Bizde Derin Devlet neden daha etkili?
Hukuk yoksa hiçbir şey olmaz. Hukuk uygulanmak zorunda. İtalya ne zaman derin devletten kurtuldu? Hukuku yücelttiği zaman. Sen hukuku yüceltmezsen şansın yoktur. Derin devlet hep devreye girer.
40’lı yaşlarda art arda iki roman yayımladın. Uzun süredir yazıyorsun oysa, neden bu yaşları bekledin?
Ben titiz bir adamım, on dört yaşımdan beri yazıyorum. Şiir, öykü, roman yazdım. Yazdığım her şeyi de yayımlamak istemedim. Romanı ‘oldu’ dediğim için yayınladım.
Türkiye’de kendine yakın bulduğun yazarlar kimlerdir?
Çok iyi yazarlar var. Ahmet Ümit, Murat Uyurkulak, Emrah Serbes, Murat Menteş, Alper Canıgüz, Hakan Bıçakçı, Behçet Çelik, küçük İskender ilk elden aklıma gelenler; onlarca isim sayabilirim elbette.
Yayınevinde kitabını okuyan editörün neler hissetti?
Türkiye’nin en önemli editörlerinden İlknur Özdemir okudu ve sevdi her iki kitabı da. Her iki romanımda da o vardı. Benim için büyük bir şans...
Hep mücadeleyi savunuyorsun. Büyüyen bir ülkeymiş gibi davranılıyor, yoksul bunca insan varken...
Zengin bir ülkeyiz ama eşit paylaşmıyoruz, bunu görmek gerek. Milli gelir 10 bin dolar deniyor. Sürekli yalanlar söylüyorlar bize. Zenginlikten eşit yararlanmıyoruz. Bunun için bunca insan açlık sınırında.

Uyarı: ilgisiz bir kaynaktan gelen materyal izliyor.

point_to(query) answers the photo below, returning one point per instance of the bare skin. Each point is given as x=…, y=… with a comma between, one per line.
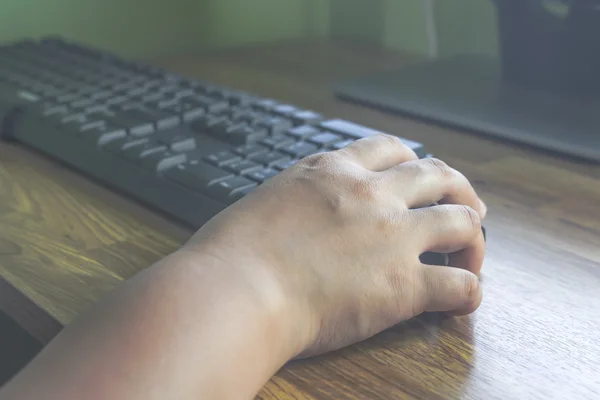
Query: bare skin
x=320, y=257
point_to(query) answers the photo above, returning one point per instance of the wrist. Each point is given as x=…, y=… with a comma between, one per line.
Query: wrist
x=275, y=315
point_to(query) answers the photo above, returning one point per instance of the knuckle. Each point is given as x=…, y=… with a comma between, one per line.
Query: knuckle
x=366, y=190
x=468, y=285
x=438, y=167
x=392, y=140
x=321, y=161
x=469, y=216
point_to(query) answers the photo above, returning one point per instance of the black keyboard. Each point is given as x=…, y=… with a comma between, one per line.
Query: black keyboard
x=183, y=146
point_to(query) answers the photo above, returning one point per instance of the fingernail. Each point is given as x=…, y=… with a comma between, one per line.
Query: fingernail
x=483, y=207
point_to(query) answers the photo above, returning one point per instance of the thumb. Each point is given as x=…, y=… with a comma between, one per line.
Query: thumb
x=455, y=291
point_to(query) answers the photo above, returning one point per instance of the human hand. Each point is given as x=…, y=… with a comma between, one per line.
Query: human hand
x=333, y=243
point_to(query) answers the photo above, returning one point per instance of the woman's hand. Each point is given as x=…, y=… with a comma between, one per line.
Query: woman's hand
x=333, y=243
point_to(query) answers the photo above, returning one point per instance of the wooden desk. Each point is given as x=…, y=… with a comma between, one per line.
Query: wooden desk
x=65, y=241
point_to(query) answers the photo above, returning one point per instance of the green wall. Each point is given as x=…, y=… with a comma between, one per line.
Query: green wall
x=161, y=27
x=118, y=25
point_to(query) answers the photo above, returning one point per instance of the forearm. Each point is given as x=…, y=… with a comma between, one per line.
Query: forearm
x=182, y=329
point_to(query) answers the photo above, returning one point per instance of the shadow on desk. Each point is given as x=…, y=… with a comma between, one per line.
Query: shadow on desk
x=17, y=347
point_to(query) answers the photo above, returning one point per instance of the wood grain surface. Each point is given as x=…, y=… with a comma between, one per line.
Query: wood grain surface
x=65, y=242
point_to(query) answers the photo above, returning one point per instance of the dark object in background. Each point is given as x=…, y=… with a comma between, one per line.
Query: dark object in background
x=17, y=347
x=543, y=92
x=551, y=44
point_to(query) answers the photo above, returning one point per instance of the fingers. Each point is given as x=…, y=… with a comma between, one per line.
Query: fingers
x=446, y=289
x=471, y=257
x=379, y=152
x=453, y=229
x=429, y=181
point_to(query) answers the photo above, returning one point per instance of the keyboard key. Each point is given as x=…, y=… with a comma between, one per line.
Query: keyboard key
x=244, y=115
x=242, y=167
x=120, y=145
x=303, y=131
x=284, y=164
x=325, y=139
x=274, y=125
x=265, y=104
x=300, y=149
x=269, y=159
x=102, y=135
x=277, y=142
x=341, y=145
x=248, y=150
x=193, y=114
x=177, y=139
x=304, y=117
x=245, y=134
x=222, y=129
x=224, y=190
x=262, y=175
x=209, y=104
x=206, y=123
x=284, y=109
x=222, y=158
x=197, y=175
x=160, y=161
x=134, y=153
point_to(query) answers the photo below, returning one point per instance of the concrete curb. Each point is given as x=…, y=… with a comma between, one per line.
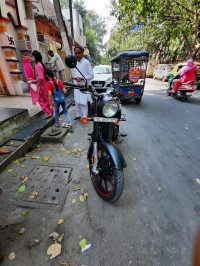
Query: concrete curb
x=23, y=148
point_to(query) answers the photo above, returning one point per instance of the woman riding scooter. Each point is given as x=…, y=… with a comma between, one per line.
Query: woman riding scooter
x=188, y=73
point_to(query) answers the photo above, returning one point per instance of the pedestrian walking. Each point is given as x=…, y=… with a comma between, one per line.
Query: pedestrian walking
x=29, y=74
x=57, y=63
x=56, y=91
x=82, y=99
x=42, y=93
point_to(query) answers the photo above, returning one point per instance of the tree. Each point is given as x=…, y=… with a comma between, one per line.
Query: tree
x=167, y=22
x=64, y=4
x=94, y=28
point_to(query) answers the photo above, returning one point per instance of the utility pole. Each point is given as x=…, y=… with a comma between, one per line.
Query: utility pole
x=72, y=27
x=62, y=27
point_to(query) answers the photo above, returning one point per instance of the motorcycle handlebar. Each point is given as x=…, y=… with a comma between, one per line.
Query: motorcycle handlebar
x=79, y=87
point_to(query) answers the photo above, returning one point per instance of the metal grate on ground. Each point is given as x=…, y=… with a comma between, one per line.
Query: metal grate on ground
x=50, y=184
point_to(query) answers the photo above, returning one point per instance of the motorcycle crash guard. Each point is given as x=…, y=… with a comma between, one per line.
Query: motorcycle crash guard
x=113, y=151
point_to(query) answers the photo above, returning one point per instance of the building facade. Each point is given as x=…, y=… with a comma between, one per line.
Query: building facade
x=27, y=25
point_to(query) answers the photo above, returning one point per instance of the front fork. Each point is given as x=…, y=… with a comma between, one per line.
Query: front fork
x=95, y=138
x=95, y=158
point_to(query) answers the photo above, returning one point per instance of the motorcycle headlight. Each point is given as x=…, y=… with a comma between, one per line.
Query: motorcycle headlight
x=110, y=108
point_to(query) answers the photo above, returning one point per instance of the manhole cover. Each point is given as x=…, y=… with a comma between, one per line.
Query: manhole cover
x=50, y=184
x=54, y=132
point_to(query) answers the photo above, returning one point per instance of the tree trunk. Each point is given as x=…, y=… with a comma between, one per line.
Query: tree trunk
x=62, y=27
x=187, y=44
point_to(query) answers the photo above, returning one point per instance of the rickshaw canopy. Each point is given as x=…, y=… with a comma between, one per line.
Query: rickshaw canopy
x=130, y=54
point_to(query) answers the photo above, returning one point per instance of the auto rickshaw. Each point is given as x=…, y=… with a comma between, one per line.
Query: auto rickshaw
x=178, y=67
x=129, y=73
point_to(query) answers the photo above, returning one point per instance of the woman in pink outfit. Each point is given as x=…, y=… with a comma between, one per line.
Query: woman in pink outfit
x=42, y=93
x=29, y=74
x=188, y=73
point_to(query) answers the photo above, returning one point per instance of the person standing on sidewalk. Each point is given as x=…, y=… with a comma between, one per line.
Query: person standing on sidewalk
x=81, y=99
x=29, y=74
x=57, y=90
x=57, y=63
x=42, y=94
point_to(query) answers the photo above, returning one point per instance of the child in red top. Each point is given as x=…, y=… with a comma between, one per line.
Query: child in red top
x=54, y=86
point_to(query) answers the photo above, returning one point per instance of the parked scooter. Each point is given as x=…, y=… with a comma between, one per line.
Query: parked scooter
x=183, y=92
x=106, y=162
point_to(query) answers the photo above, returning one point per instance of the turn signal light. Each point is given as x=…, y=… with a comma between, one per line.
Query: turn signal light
x=117, y=122
x=92, y=159
x=84, y=120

“BURCU AKTAŞ GELECEĞİN EN ÖNEMLİ YAZARLARINDAN BİRİ OLACAK”Radikal Kitap 13 yaşında. 8 yıldır oradasın. 12 yldır Radikal’desin. Ne söylemek istersin?

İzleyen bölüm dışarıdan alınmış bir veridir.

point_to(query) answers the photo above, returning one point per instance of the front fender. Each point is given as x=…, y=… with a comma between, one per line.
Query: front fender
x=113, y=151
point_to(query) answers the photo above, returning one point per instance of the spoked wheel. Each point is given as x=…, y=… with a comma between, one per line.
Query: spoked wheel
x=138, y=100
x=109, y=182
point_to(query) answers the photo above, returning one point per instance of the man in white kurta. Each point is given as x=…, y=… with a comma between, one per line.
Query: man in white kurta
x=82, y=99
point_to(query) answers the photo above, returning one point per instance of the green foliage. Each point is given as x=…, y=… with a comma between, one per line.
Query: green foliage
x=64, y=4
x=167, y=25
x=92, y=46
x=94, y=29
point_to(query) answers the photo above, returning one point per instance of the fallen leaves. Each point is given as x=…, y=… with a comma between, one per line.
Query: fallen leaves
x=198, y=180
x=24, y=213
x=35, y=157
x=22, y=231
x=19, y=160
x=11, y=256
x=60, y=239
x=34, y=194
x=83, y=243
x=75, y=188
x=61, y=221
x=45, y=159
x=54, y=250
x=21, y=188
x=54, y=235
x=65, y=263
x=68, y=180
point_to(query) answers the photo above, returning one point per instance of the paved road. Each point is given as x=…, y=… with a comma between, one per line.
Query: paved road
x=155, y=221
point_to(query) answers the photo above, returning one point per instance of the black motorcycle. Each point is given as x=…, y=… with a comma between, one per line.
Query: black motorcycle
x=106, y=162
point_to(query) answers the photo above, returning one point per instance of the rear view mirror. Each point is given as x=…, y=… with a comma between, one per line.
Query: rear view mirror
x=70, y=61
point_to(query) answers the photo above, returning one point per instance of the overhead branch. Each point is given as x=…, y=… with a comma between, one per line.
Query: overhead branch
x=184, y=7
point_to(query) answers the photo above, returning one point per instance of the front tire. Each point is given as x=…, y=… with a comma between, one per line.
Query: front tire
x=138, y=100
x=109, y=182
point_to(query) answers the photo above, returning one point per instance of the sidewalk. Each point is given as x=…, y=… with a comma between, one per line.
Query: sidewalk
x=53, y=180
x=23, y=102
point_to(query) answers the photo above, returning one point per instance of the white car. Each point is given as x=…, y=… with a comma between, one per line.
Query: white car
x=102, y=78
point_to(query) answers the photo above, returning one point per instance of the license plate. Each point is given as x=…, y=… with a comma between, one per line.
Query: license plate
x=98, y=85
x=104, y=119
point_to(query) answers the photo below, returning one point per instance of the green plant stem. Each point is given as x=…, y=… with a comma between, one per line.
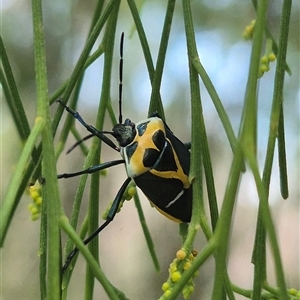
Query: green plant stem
x=276, y=120
x=48, y=163
x=82, y=60
x=155, y=101
x=98, y=273
x=8, y=204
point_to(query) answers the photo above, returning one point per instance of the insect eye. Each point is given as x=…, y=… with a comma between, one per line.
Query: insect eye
x=124, y=133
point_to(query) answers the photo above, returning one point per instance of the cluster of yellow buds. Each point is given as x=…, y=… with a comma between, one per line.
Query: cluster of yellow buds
x=129, y=193
x=181, y=263
x=36, y=204
x=248, y=32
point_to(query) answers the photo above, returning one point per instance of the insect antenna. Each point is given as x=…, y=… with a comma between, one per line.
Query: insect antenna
x=121, y=78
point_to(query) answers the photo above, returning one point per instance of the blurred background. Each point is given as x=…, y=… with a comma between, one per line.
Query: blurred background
x=225, y=55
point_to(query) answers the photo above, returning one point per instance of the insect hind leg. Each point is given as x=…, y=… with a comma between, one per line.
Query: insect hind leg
x=112, y=212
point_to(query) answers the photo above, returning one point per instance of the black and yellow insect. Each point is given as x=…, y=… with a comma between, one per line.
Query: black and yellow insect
x=155, y=159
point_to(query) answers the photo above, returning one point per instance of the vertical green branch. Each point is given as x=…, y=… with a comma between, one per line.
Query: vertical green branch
x=48, y=164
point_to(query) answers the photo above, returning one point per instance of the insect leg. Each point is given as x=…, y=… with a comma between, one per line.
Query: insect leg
x=88, y=127
x=188, y=145
x=112, y=212
x=92, y=169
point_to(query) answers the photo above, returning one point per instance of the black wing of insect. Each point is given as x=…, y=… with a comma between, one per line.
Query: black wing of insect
x=154, y=158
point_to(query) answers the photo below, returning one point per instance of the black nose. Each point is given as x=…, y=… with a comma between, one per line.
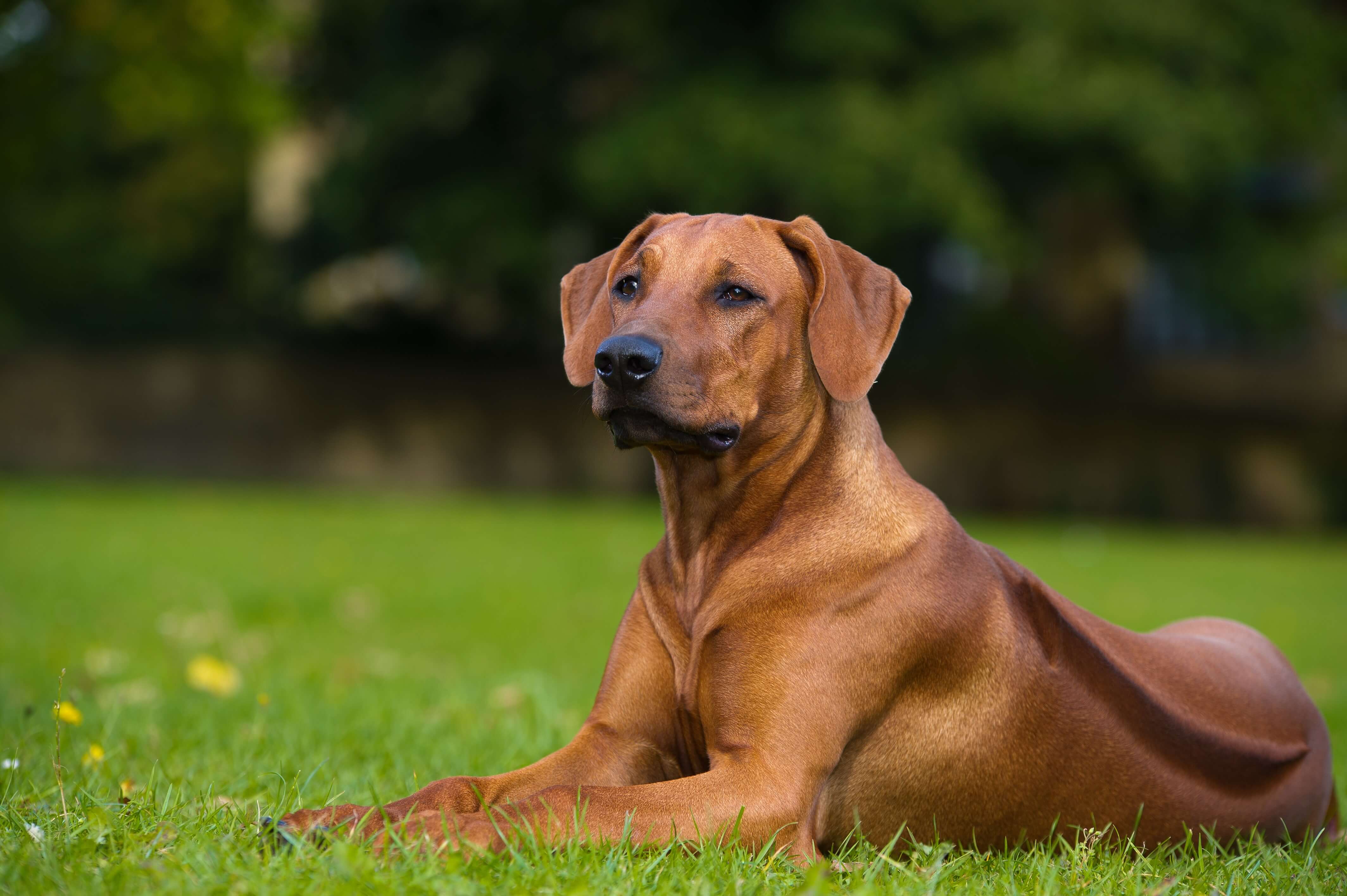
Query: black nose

Çok sevilen bir kitap eki Radikal Kitap. En butik yayınevine de, ayda yirmi beş kitap yayımlayana da eşit mesafede durdum. Bütün yayıncılar sever, okurlar biriktirir, şu sayım eksik sizde var mı diyen olur. Kitap eki gibi ama dergi aslında Radikal Kitap. Cem Erciyes ve Burcu Aktaş’la birlikte hazırlıyorduk şimdi iki arkadaşımız daha katıldı bize: Hamdi Işıt ve Beste Sezen Ateşpare. Giderek büyüyoruz.
Ortağınız Burcu Aktaş da bir yazar aynı zamanda...
Burcu inanılmaz bir editör ve geleceğin çocuk kitabı yazarı. Çocuk edebiyatını başka bir yere taşıyacaktır. Dokuz yıldır birlikteyiz ve birbirimizi çok güzel tamamladık tüm bu süreçte.